Jugeant la campagne « opposée à [ses] valeurs » car « prônant le port du voile », « la France a fait part de sa désapprobation extrêmement vive, d’où [son] retrait », a expliqué mardi soir à la chaîne LCI la secrétaire d’État chargée de la Jeunesse Sarah El Haïry.
« Évidemment nous défendons la liberté de conviction, la laïcité, la liberté religieuse mais cette vidéo ne prône pas ça. Cette vidéo prône le voile comme élément identitaire », a-t-elle lancé.
Le ministre des Affaires étrangères Jean-Yves Le Drian a de son côté qualifié mercredi la campagne de « choquante » du fait de sa « promotion active d’un signe religieux ou vestimentaire particulier ».
« Cette campagne, par le contenu des messages passés, par les réactions qu’elle a suscitées, a de fait conduit au résultat inverse à celui recherché », a poursuivi le ministre devant le Sénat français, appelant la secrétaire générale du Conseil de l’Europe à « confirmer publiquement la suppression de ces tweets ».
« Combattre tout type de discours de haine »
« Ces tweets ont été retirés et nous allons réfléchir à une meilleure présentation de ce projet », avait fait savoir mardi le Conseil de l’Europe, basé à Strasbourg.
Ils « faisaient partie d’un projet conjoint » du Conseil et de l’Union européenne « contre la discrimination, dont l’objectif était de sensibiliser à la nécessité de respecter la diversité et l’inclusion et de combattre tout type de discours de haine », avait encore justifié le Conseil dans un communiqué.
Les tweets « reflétaient les déclarations faites de manière individuelle par des participants dans l’un des ateliers du projet et ne représentent pas la position du Conseil de l’Europe ou de sa secrétaire générale » Marija Pejčinović Burić, avait encore assuré l’organisation.
La campagne a notamment déclenché la colère de l’extrême droite française, le pamphlétaire et probable candidat à la présidentielle Éric Zemmour dénonçant ainsi un « jihad publicitaire ».
« Cette communication européenne en faveur du voile islamiste est scandaleuse et indécente alors que des millions de femmes se battent avec courage contre cet asservissement », a fustigé de son côté Marine Le Pen, candidate du Rassemblement national.
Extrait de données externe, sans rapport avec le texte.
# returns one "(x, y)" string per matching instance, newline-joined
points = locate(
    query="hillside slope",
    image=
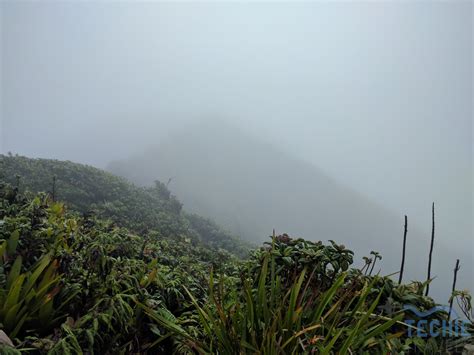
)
(141, 209)
(251, 187)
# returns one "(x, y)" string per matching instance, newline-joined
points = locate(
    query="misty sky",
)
(378, 95)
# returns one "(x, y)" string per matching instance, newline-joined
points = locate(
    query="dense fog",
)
(322, 120)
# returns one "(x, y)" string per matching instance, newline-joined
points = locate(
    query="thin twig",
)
(456, 269)
(403, 252)
(431, 251)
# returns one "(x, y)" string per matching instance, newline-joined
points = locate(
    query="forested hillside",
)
(90, 190)
(99, 279)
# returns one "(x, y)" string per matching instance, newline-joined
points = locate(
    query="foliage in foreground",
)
(76, 284)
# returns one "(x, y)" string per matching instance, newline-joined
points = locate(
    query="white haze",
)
(377, 95)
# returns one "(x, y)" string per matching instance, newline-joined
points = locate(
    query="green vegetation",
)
(97, 278)
(141, 209)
À droite, la présidente de l’Île-de-France (région parisienne), Valérie Pécresse, a elle aussi fait part de sa « stupeur », estimant que le voile n’était « pas un symbole de liberté mais de soumission ».
À gauche, l’ancienne ministre socialiste des Droits des femmes, Laurence Rossignol, a estimé elle aussi que « dire que la liberté est dans le hijab » revenait à « en faire la promotion ».